Sunday, June 6, 2010

Overlaps - my big adventure

Green bicycles. Photograph by Tim IrvingI had this idea a few weeks ago when I was looking at a viewmaster reel. I thought it would be interesting to create 2 images, similar to stereo (here's the clever part), but not stereo. I worked on this for a while, making sketches until I came up with a sequence similar to a strip cartoon, one image containing several frames of information.

I've been busy, experimenting with overlapping frames to produce a sequence of images and I'm excited about the results. I haven't got everything right yet, but it's progressing nicely.

I'm using an old camera with a red window in the back to count the exposures. Knowing how much to roll on is tricky but I'm getting a feel for it. The difficult part is estimating the spaces between the frames.

The big problem for me is that I use a company to process and scan the negatives. With each film I send, I enclose a note asking them to scan the overlapping frames as one image. It's a lot to ask a busy lab (I wouldn't do it!), and I appreciate that they try and follow my instructions, but so far they've missed a few images from each roll and the ones they miss always seem to be the most promising.

I'll work on my frame spacing and stick with the lab doing the scanning for the time being, maybe write more detailed notes to them, but I can see I might end up forking out for a big scanner to do the job myself.
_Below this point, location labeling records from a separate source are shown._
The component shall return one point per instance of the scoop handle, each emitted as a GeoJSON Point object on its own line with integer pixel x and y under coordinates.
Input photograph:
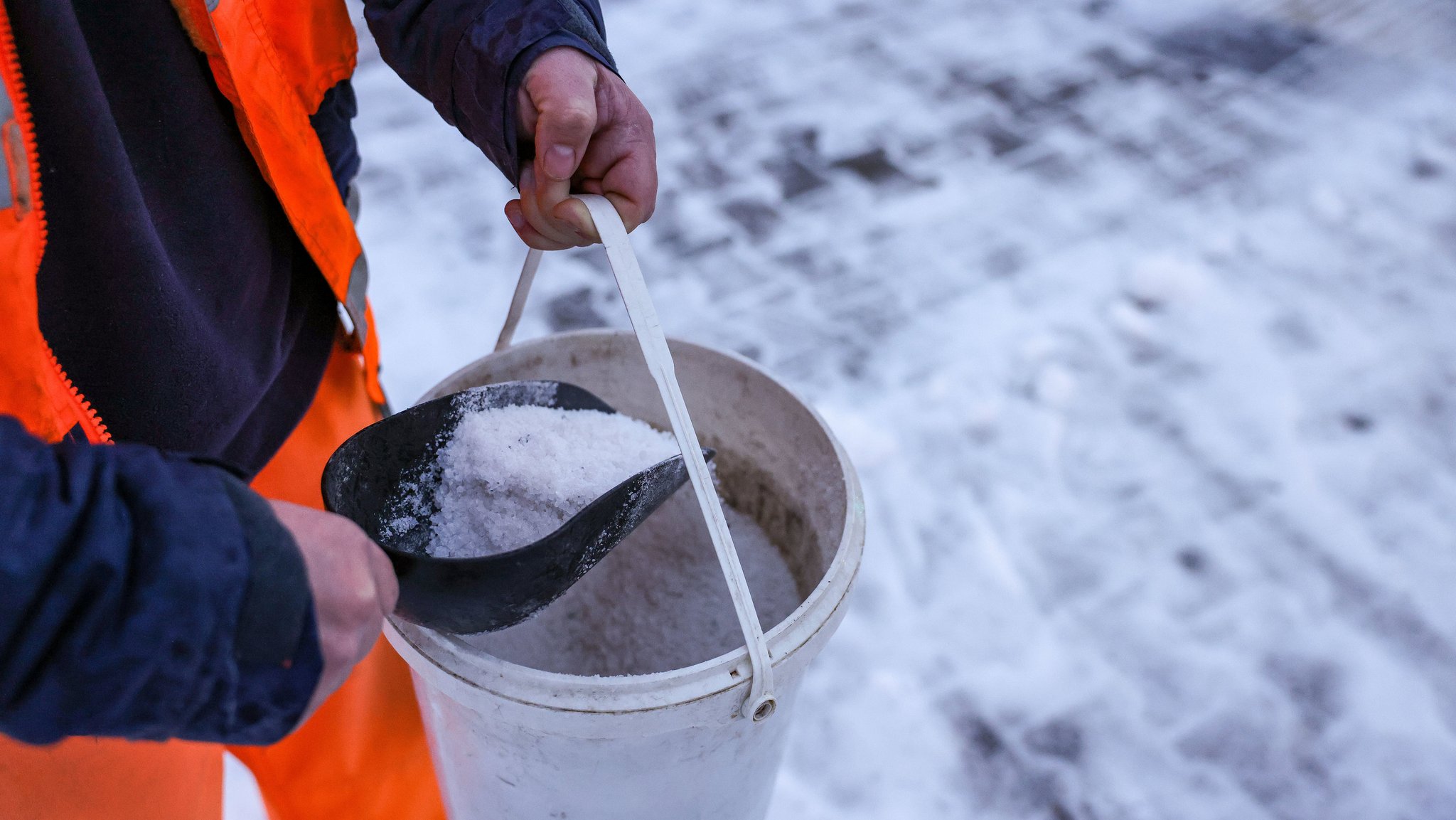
{"type": "Point", "coordinates": [761, 703]}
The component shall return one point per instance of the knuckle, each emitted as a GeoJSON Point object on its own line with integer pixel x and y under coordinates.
{"type": "Point", "coordinates": [574, 118]}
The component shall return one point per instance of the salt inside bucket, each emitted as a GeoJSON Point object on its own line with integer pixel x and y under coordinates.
{"type": "Point", "coordinates": [519, 743]}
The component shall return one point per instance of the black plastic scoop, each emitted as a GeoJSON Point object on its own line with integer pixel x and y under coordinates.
{"type": "Point", "coordinates": [478, 595]}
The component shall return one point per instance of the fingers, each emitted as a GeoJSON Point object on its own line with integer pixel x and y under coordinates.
{"type": "Point", "coordinates": [561, 87]}
{"type": "Point", "coordinates": [514, 213]}
{"type": "Point", "coordinates": [593, 136]}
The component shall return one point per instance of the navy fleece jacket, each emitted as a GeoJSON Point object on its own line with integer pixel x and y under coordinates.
{"type": "Point", "coordinates": [144, 590]}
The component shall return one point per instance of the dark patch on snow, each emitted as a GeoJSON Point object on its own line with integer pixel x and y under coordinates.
{"type": "Point", "coordinates": [796, 178]}
{"type": "Point", "coordinates": [754, 218]}
{"type": "Point", "coordinates": [574, 311]}
{"type": "Point", "coordinates": [1423, 168]}
{"type": "Point", "coordinates": [1359, 422]}
{"type": "Point", "coordinates": [1056, 739]}
{"type": "Point", "coordinates": [1193, 560]}
{"type": "Point", "coordinates": [1233, 41]}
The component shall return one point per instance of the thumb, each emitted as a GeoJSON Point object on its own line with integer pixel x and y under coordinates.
{"type": "Point", "coordinates": [564, 127]}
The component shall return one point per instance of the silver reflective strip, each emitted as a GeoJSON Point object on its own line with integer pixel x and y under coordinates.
{"type": "Point", "coordinates": [6, 118]}
{"type": "Point", "coordinates": [351, 201]}
{"type": "Point", "coordinates": [354, 299]}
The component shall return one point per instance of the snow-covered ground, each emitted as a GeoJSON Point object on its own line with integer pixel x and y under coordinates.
{"type": "Point", "coordinates": [1139, 319]}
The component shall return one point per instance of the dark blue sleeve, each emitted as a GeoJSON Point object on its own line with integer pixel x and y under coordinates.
{"type": "Point", "coordinates": [471, 55]}
{"type": "Point", "coordinates": [147, 596]}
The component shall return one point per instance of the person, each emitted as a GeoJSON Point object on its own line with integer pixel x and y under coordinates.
{"type": "Point", "coordinates": [186, 339]}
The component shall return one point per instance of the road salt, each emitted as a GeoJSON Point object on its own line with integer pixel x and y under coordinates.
{"type": "Point", "coordinates": [513, 475]}
{"type": "Point", "coordinates": [657, 602]}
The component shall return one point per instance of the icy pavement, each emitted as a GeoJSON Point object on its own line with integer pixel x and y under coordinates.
{"type": "Point", "coordinates": [1139, 321]}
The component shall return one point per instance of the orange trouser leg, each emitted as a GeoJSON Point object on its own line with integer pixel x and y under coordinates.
{"type": "Point", "coordinates": [89, 778]}
{"type": "Point", "coordinates": [363, 755]}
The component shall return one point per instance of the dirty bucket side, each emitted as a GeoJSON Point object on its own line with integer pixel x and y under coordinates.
{"type": "Point", "coordinates": [513, 742]}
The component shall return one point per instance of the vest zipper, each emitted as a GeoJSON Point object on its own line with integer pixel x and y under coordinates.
{"type": "Point", "coordinates": [97, 432]}
{"type": "Point", "coordinates": [91, 420]}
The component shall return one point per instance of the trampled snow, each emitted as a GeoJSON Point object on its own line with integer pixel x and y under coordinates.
{"type": "Point", "coordinates": [1136, 318]}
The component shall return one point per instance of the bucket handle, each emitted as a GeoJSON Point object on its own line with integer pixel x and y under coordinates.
{"type": "Point", "coordinates": [761, 703]}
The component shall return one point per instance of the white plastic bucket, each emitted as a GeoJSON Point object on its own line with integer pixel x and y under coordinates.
{"type": "Point", "coordinates": [518, 743]}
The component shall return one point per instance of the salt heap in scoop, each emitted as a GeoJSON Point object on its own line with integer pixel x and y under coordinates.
{"type": "Point", "coordinates": [513, 475]}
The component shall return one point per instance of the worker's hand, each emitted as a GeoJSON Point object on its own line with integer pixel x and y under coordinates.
{"type": "Point", "coordinates": [592, 136]}
{"type": "Point", "coordinates": [353, 587]}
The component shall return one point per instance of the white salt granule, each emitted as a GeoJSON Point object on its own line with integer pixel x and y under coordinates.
{"type": "Point", "coordinates": [514, 475]}
{"type": "Point", "coordinates": [657, 602]}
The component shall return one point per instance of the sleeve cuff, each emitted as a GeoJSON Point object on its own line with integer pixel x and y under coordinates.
{"type": "Point", "coordinates": [490, 66]}
{"type": "Point", "coordinates": [276, 643]}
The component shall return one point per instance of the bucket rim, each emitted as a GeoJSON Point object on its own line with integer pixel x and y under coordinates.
{"type": "Point", "coordinates": [451, 664]}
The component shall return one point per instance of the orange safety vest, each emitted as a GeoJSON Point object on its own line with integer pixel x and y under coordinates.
{"type": "Point", "coordinates": [273, 60]}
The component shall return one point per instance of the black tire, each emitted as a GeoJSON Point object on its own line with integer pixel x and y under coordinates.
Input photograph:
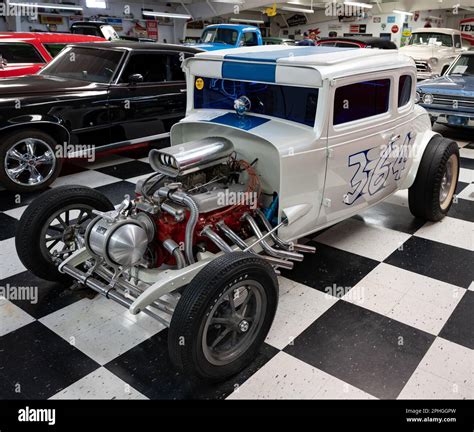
{"type": "Point", "coordinates": [49, 171]}
{"type": "Point", "coordinates": [29, 235]}
{"type": "Point", "coordinates": [204, 298]}
{"type": "Point", "coordinates": [424, 195]}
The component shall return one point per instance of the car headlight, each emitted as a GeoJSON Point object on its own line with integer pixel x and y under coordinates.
{"type": "Point", "coordinates": [428, 99]}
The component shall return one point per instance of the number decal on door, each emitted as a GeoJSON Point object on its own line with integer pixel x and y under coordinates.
{"type": "Point", "coordinates": [376, 167]}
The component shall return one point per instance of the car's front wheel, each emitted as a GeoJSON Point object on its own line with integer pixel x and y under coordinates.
{"type": "Point", "coordinates": [28, 161]}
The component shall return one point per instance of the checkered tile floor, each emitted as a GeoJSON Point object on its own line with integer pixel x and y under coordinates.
{"type": "Point", "coordinates": [384, 309]}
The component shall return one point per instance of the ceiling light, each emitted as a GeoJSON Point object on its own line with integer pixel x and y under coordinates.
{"type": "Point", "coordinates": [402, 12]}
{"type": "Point", "coordinates": [166, 15]}
{"type": "Point", "coordinates": [47, 6]}
{"type": "Point", "coordinates": [363, 5]}
{"type": "Point", "coordinates": [247, 21]}
{"type": "Point", "coordinates": [292, 9]}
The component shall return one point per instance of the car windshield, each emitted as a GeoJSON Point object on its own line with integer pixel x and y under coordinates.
{"type": "Point", "coordinates": [220, 35]}
{"type": "Point", "coordinates": [296, 104]}
{"type": "Point", "coordinates": [85, 64]}
{"type": "Point", "coordinates": [463, 66]}
{"type": "Point", "coordinates": [431, 39]}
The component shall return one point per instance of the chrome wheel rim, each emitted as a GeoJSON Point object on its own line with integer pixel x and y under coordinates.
{"type": "Point", "coordinates": [448, 182]}
{"type": "Point", "coordinates": [30, 162]}
{"type": "Point", "coordinates": [234, 322]}
{"type": "Point", "coordinates": [63, 232]}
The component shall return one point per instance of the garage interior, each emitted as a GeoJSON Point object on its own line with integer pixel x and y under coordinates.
{"type": "Point", "coordinates": [382, 310]}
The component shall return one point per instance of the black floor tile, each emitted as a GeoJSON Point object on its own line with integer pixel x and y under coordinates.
{"type": "Point", "coordinates": [8, 226]}
{"type": "Point", "coordinates": [467, 163]}
{"type": "Point", "coordinates": [148, 369]}
{"type": "Point", "coordinates": [40, 362]}
{"type": "Point", "coordinates": [362, 348]}
{"type": "Point", "coordinates": [115, 191]}
{"type": "Point", "coordinates": [51, 296]}
{"type": "Point", "coordinates": [391, 216]}
{"type": "Point", "coordinates": [460, 326]}
{"type": "Point", "coordinates": [436, 260]}
{"type": "Point", "coordinates": [10, 200]}
{"type": "Point", "coordinates": [331, 269]}
{"type": "Point", "coordinates": [127, 170]}
{"type": "Point", "coordinates": [462, 209]}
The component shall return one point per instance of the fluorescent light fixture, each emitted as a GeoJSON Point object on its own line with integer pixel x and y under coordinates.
{"type": "Point", "coordinates": [166, 15]}
{"type": "Point", "coordinates": [292, 9]}
{"type": "Point", "coordinates": [402, 12]}
{"type": "Point", "coordinates": [47, 6]}
{"type": "Point", "coordinates": [358, 4]}
{"type": "Point", "coordinates": [247, 21]}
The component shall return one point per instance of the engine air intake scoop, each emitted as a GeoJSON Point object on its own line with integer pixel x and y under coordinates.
{"type": "Point", "coordinates": [182, 159]}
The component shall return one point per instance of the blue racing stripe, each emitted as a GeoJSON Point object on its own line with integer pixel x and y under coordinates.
{"type": "Point", "coordinates": [249, 71]}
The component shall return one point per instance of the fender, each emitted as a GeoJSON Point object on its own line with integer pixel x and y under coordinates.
{"type": "Point", "coordinates": [37, 119]}
{"type": "Point", "coordinates": [419, 146]}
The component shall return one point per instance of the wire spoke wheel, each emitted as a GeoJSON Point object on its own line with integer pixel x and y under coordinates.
{"type": "Point", "coordinates": [64, 230]}
{"type": "Point", "coordinates": [30, 162]}
{"type": "Point", "coordinates": [234, 322]}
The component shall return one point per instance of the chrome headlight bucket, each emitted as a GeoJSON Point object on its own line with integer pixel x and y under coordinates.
{"type": "Point", "coordinates": [428, 99]}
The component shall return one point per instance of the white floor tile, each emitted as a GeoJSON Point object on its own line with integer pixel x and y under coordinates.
{"type": "Point", "coordinates": [451, 231]}
{"type": "Point", "coordinates": [408, 297]}
{"type": "Point", "coordinates": [467, 153]}
{"type": "Point", "coordinates": [424, 385]}
{"type": "Point", "coordinates": [450, 361]}
{"type": "Point", "coordinates": [400, 198]}
{"type": "Point", "coordinates": [92, 179]}
{"type": "Point", "coordinates": [467, 193]}
{"type": "Point", "coordinates": [12, 317]}
{"type": "Point", "coordinates": [298, 308]}
{"type": "Point", "coordinates": [11, 264]}
{"type": "Point", "coordinates": [16, 212]}
{"type": "Point", "coordinates": [100, 384]}
{"type": "Point", "coordinates": [363, 239]}
{"type": "Point", "coordinates": [466, 175]}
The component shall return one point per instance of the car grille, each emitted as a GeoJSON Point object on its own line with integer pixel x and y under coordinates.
{"type": "Point", "coordinates": [422, 66]}
{"type": "Point", "coordinates": [463, 102]}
The images here are my first attempts. I'll keep you informed on my progress.

Green bicycles. Photograph by Tim IrvingOverlapped Cambridge

Green bicycles. Photograph by Tim IrvingOverlapped Bicycles


  1. It's funny that you should post this now. My husband enjoys taking 3D photographs, but it's become nearly impossible to have the film developed. The lab we once used (developing one photo at a time) has closed its doors, and no one else offers that fantastic service. The labs remaining simply put the film in a machine and turn the knob.

    You get what you get.

    Some labs won't even do the developing if they know it's a split image, even if it's developed no differently than a standard sized photo (he's had more than a couple of rolls returned ruined - negatives and all).

    He has used two different types of 3D film cameras, but now owns a 3D lens that attaches to a digital SLR. A bit harder to use than a regular 3D camera, but none-the-less proving fun to play with.

    Have fun playing!

  2. Tim just as a thought, what about using a half frame camera.

  3. Oh, that's right, it's called a Viewmaster!

    Anyway, love what you're doing. But it sounds like the artistic photographers of the world must soon build their own darkrooms in order to produce exactly what they want.